A single act does not a book make. It introduces fresh villains, sure, but Book 2’s narrative can’t pick up immediately where Stolen leaves off without some fresh establishment of the core cast, touching up on the setting, redefining the voices of the protagonists and narrator, and bringing in EVERYTHING THAT MAKES A STORY.
Oh dear.
No, Writer Me, don’t panic. That’s still 50,000 words of material to utilize. Those characters who only got a cameo so they could be saved for later? Let’s flesh’em out now. That whole new breed we introduce but don’t really dwell on? Visit their realm and see what makes them tick. The new villains we get to meet in these 50,000 words? Give’em more words. Let them breed a bit more treachery, let them show their gilded goodness before their truly nasty mettle. And just what are these people, anyway? Let’s wade into the murky swamp of Magic’s history.
Thanks to the severance, these trying times for the heroes have a chance to be truly trying. Why cram all these dramatic moments together?
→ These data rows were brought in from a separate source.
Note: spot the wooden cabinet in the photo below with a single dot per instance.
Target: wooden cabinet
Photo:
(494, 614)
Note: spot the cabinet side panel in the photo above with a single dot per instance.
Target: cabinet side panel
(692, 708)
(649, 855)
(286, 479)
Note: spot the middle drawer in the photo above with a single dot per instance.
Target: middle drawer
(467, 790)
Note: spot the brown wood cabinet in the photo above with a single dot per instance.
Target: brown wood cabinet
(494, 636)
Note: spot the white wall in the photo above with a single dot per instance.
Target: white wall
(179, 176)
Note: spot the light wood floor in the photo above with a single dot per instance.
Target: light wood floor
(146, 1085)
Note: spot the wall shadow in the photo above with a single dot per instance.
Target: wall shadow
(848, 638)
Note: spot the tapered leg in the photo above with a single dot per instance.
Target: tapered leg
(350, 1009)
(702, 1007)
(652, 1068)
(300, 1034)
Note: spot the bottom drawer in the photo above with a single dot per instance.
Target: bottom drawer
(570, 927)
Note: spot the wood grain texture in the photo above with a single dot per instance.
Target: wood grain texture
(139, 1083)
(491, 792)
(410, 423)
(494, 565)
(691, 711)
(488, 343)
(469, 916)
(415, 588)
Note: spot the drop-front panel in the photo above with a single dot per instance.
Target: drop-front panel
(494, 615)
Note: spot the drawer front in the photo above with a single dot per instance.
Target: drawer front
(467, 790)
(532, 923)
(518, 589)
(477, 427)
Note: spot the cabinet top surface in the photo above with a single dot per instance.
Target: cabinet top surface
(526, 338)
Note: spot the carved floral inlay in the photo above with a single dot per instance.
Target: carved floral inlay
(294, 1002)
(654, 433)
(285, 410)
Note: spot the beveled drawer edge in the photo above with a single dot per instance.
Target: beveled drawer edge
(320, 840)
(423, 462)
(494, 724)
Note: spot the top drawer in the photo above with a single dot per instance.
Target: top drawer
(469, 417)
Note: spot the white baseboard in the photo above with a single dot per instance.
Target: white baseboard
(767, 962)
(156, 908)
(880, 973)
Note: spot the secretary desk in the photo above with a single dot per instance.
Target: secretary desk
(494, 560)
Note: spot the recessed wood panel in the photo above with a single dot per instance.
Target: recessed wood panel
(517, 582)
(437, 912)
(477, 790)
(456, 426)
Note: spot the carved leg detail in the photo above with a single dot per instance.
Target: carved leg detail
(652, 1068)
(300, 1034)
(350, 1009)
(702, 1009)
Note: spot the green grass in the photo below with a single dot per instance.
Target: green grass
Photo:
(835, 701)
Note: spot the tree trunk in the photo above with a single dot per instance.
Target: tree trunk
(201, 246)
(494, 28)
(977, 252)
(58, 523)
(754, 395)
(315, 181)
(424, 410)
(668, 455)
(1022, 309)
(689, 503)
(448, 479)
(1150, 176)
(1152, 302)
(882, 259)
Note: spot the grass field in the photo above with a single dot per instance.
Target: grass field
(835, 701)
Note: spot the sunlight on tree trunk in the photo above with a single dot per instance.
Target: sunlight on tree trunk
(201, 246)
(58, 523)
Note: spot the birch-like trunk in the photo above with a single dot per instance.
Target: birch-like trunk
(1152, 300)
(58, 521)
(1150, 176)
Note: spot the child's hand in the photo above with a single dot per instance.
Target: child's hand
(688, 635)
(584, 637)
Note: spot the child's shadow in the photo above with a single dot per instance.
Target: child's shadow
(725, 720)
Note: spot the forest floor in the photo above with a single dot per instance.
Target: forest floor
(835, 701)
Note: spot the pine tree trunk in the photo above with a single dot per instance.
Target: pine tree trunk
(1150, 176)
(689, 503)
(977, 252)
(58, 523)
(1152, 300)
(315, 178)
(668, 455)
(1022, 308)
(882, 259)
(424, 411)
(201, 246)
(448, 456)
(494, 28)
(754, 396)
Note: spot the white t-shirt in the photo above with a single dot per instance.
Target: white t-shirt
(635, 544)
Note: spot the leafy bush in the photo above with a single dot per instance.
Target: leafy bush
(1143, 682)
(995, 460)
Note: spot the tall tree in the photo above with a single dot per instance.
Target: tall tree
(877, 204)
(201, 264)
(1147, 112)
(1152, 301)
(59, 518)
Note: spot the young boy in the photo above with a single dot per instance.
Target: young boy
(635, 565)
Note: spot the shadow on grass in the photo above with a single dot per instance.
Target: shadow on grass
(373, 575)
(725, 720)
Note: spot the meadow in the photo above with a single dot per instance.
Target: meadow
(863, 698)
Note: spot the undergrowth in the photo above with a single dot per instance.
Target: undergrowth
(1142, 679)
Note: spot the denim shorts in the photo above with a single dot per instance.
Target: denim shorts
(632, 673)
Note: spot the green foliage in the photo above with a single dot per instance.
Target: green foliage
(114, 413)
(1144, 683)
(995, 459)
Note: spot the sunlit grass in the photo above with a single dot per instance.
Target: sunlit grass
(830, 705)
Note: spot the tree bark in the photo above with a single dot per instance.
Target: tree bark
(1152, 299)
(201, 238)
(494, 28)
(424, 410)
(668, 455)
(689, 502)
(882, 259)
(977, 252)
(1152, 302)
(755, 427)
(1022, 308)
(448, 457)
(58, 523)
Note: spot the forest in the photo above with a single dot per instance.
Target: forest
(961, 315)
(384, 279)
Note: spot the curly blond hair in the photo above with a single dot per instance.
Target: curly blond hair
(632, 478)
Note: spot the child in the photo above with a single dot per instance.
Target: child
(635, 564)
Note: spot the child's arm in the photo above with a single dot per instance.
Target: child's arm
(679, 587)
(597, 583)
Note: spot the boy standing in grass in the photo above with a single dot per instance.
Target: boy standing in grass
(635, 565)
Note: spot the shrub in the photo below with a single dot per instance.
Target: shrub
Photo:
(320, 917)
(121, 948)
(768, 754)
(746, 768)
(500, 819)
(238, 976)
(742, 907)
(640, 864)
This is a book, not a movie trailer.
But while Fallen Princeborn originally had eight years to mature, Book 2 needs to be rewritten in half a year while maintaining some semblance of motherhood over the little Bs, teaching, writing book reviews, website stuff, and more. These obligations are not going away. By hook or by crook, Book 2’s manuscript must be completed by June’s end.
That’s only, oh, another 50,000 words…the same word count challenge for National Novel Writing Month. This means writing at 1700 words a day, or fall short of the finish line.
Panic?
Ever try to write with a five-year-old sitting on your head?
First, contact the school district and enroll all three in summer school. Now I have mornings sans kids for about half the month.
Next, dig through all the kid movies. What hasn’t been watched in a while? Save it. Use it during the first chunk of June. If the kids are engaged, they won’t fight for a couple of hours.
Talk to Bo. Work out any days he can get home early, or when home projects can be done on week nights so the weekends can be saved for extra writing time.
See how other writers maintain their NaNoWriMo-ness when NaNoWriMo ain’t goin’ on. Fantasy writer John Robin, for instance, has a great idea for maintaining the NaNo drive off the clock.
Yeah, there’s a deadline, and yeah, it’s frickin’ scary. Some days I might only get 1,000 words done, or even less, and then other days crank out an insane 5,000. The point is we can’t afford to think about the time we don’t have. We must embrace the race to write. Steal every minute we can. There will be stumbling blocks, there will be plot holes, but we’ll get to those in the editing. For now, it’s time to hurl ourselves into the story and run.